Question

A metallic sphere of radius $R$ is cut in two parts along a plane whose minimum distance from the sphere's centre is $h=\frac{R}{2}$ and the sphere is uniformly charged with a total electric charge $Q$. The minimum force that should be applied on each of the two parts, to hold the two parts of the sphere together is $\frac{3K{Q}^2}{p{R}^2}$. Then, find the value of $p$

Answer 1

Here, we use the concept of electric pressure.
$P_e=\frac{{\sigma }^2}{2{\epsilon }_0}$ at each point on a conducting surface.

The plane cutting the sphere is shown below (minimum distance from centre is $R/2$).

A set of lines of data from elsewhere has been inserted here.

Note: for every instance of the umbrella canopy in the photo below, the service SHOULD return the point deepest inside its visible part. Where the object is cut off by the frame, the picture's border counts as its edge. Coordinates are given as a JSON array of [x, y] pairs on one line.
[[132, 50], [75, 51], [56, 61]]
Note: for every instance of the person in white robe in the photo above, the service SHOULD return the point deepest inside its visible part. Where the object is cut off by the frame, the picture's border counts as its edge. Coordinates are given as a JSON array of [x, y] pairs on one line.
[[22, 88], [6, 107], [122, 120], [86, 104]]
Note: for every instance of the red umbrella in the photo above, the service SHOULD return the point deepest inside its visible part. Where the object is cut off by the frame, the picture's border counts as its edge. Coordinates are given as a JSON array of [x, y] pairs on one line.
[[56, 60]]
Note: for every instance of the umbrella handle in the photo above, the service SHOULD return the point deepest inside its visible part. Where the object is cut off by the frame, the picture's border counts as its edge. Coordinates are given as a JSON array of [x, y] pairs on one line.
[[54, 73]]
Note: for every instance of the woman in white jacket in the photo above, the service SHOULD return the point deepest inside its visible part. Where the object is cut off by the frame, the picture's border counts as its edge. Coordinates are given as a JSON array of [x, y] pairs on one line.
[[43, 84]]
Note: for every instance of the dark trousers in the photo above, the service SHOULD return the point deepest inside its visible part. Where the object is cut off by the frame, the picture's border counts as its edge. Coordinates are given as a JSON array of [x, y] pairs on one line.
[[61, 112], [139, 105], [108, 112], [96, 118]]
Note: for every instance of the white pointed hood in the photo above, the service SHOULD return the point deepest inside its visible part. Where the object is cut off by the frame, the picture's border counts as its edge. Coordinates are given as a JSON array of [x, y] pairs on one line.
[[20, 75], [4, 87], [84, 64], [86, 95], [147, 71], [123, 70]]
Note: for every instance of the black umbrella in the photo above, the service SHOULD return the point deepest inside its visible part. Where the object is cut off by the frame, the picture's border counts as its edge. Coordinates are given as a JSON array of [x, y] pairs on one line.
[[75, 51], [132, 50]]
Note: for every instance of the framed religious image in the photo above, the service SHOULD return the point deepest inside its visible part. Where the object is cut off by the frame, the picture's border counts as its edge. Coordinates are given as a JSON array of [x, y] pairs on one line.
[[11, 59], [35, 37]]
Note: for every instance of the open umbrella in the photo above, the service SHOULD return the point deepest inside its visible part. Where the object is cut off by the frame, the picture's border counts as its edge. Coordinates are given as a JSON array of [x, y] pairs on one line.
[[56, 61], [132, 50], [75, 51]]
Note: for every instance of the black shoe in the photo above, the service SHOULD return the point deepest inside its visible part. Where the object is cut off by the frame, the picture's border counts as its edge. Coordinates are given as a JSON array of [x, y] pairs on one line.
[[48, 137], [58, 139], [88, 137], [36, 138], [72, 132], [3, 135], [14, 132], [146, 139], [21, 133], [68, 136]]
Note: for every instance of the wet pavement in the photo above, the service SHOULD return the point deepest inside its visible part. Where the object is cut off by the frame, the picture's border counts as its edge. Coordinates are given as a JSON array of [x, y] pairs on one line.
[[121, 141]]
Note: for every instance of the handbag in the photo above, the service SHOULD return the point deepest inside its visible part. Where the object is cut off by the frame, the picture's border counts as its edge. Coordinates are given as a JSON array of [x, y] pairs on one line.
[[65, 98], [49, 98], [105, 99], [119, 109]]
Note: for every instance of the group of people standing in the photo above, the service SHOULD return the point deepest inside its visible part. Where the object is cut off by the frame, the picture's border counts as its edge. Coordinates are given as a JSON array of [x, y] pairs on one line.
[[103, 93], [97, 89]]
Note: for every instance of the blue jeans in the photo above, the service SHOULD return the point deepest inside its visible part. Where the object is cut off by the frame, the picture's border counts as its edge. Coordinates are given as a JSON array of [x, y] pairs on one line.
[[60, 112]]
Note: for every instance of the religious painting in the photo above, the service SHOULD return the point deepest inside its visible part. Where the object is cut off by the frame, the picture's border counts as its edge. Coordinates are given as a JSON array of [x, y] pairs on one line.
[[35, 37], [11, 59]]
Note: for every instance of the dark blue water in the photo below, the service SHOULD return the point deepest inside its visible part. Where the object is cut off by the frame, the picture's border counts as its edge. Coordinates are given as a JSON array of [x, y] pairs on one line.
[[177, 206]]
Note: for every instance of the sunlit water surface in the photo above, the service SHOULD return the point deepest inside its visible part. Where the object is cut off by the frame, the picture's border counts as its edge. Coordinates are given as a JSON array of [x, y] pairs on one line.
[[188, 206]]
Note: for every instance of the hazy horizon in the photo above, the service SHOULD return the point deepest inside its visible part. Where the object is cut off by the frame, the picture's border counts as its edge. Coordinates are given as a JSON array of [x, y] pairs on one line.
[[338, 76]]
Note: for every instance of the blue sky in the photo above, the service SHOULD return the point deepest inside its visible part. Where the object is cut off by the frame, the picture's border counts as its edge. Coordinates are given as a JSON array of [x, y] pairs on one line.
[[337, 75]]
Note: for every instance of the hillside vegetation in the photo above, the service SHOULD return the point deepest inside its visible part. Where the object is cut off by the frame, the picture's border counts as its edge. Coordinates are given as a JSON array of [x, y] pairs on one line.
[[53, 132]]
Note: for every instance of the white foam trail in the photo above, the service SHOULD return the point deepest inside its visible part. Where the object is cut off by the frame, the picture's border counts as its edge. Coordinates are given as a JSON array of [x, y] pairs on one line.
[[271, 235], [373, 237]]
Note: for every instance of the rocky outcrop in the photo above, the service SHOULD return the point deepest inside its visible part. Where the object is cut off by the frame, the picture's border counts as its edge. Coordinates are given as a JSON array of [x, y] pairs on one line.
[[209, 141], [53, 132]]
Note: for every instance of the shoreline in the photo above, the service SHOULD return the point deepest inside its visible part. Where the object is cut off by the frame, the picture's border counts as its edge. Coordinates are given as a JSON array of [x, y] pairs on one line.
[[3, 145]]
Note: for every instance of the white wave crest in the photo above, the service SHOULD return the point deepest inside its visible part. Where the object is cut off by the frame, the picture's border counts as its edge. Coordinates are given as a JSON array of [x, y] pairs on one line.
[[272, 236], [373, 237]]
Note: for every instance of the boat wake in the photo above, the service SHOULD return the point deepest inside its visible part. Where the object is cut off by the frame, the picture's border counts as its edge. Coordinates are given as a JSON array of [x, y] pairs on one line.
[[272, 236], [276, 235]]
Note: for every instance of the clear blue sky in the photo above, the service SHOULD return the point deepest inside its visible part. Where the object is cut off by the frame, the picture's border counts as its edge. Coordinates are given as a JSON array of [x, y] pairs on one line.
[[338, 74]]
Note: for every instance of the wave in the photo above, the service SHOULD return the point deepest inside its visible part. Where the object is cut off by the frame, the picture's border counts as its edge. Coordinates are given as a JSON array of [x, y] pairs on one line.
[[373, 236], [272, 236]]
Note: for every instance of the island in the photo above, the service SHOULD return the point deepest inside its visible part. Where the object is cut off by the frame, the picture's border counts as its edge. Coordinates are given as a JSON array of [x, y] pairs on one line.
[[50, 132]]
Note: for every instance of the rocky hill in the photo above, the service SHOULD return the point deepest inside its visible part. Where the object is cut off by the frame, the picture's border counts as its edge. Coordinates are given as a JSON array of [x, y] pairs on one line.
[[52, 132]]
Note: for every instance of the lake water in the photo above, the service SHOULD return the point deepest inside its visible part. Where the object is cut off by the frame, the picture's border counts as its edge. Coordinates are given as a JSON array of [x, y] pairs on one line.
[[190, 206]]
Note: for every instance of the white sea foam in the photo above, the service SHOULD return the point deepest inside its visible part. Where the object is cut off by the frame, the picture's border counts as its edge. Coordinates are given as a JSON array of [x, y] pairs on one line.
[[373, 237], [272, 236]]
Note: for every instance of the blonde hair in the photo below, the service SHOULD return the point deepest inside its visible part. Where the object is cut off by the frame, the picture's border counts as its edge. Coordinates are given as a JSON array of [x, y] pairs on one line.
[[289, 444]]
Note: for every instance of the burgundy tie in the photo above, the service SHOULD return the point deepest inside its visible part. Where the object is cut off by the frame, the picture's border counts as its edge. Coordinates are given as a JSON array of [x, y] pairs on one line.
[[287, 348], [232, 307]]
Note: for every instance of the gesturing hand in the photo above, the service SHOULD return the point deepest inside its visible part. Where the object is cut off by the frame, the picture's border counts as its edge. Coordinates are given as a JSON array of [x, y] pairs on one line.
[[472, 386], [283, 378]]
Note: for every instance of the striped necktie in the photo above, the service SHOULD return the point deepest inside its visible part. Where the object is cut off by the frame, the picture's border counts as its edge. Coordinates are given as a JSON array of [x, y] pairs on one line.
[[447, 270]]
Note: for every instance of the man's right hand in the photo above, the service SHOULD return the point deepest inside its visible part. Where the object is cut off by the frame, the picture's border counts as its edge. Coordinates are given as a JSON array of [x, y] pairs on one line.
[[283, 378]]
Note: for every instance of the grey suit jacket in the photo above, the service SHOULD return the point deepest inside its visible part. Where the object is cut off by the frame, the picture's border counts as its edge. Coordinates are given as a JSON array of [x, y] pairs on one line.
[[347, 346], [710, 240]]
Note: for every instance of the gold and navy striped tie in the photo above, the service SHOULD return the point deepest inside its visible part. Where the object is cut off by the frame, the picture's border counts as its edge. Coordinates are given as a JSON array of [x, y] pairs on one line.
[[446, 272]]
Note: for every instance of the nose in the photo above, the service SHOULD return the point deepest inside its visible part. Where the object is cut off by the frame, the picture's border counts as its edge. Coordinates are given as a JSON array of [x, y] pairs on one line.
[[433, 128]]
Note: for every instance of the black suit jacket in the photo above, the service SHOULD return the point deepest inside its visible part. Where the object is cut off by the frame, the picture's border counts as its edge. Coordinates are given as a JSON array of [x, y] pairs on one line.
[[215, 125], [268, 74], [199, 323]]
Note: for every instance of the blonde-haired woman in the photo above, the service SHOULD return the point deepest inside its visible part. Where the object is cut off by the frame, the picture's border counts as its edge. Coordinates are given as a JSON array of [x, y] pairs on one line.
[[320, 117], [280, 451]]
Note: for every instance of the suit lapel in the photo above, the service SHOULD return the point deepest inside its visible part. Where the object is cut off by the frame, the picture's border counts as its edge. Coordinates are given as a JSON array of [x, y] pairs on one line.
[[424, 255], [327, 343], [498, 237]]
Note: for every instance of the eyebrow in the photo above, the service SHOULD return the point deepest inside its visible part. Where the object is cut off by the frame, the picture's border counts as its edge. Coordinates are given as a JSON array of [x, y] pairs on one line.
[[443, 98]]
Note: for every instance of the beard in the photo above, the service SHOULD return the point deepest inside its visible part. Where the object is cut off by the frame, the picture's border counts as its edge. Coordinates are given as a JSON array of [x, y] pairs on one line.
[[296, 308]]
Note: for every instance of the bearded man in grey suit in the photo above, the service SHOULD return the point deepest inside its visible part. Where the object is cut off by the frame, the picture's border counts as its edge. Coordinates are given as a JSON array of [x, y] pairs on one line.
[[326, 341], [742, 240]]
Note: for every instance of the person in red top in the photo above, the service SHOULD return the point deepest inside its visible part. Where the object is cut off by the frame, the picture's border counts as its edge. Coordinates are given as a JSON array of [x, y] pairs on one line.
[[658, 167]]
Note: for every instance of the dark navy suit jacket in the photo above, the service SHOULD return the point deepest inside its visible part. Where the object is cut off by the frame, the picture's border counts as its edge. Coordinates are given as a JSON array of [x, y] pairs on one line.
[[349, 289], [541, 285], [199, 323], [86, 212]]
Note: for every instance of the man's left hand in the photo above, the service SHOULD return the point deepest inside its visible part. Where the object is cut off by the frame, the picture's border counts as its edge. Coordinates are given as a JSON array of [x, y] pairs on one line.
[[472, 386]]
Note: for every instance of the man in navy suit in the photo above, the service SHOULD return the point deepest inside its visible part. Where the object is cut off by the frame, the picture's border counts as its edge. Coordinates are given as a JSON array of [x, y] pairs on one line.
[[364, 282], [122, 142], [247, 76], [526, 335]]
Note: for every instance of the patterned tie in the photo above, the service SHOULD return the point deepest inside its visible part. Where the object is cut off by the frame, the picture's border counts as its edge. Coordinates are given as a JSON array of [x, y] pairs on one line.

We know that, surface charge density $\sigma =\frac{Q}{4\pi R^2}$

We know that, minimum force necessary (to be applied on each of the two parts) to hold the two parts of the sphere together is,
$F=P_{e}A.....\left(1\right)$

Here, $A$ is the effective projected area = $\pi r^2$

Now, calculating $r$ from the figure,

$r=\sqrt{R^2-\frac{R^2}{4}}=\frac{\sqrt{3}R}{2}$

Now, substituting the values in $\left(1\right)$,
$F=PA=\frac{{\sigma }^2}{2{\epsilon }_0}\times (\pi R^2\times \frac{3}{4})$

Substituting the value of $\sigma$,
$\Rightarrow F=\frac{Q^2}{(4\pi R^2{)}^2}\times \frac{1}{2{\epsilon }_0}\pi R^2\left(\frac{3}{4}\right)$

$\Rightarrow F=\frac{3Q^2}{128\pi R^2{\epsilon }_0}$

$\Rightarrow F=\frac{3K{Q}^2}{32R^2}$ where $\frac{1}{4\pi {\epsilon }_0}=K$

Now, comparing this with the given value of force,
$F=\frac{3K{Q}^2}{p{R}^2}$,
we can get the value of $p=32$.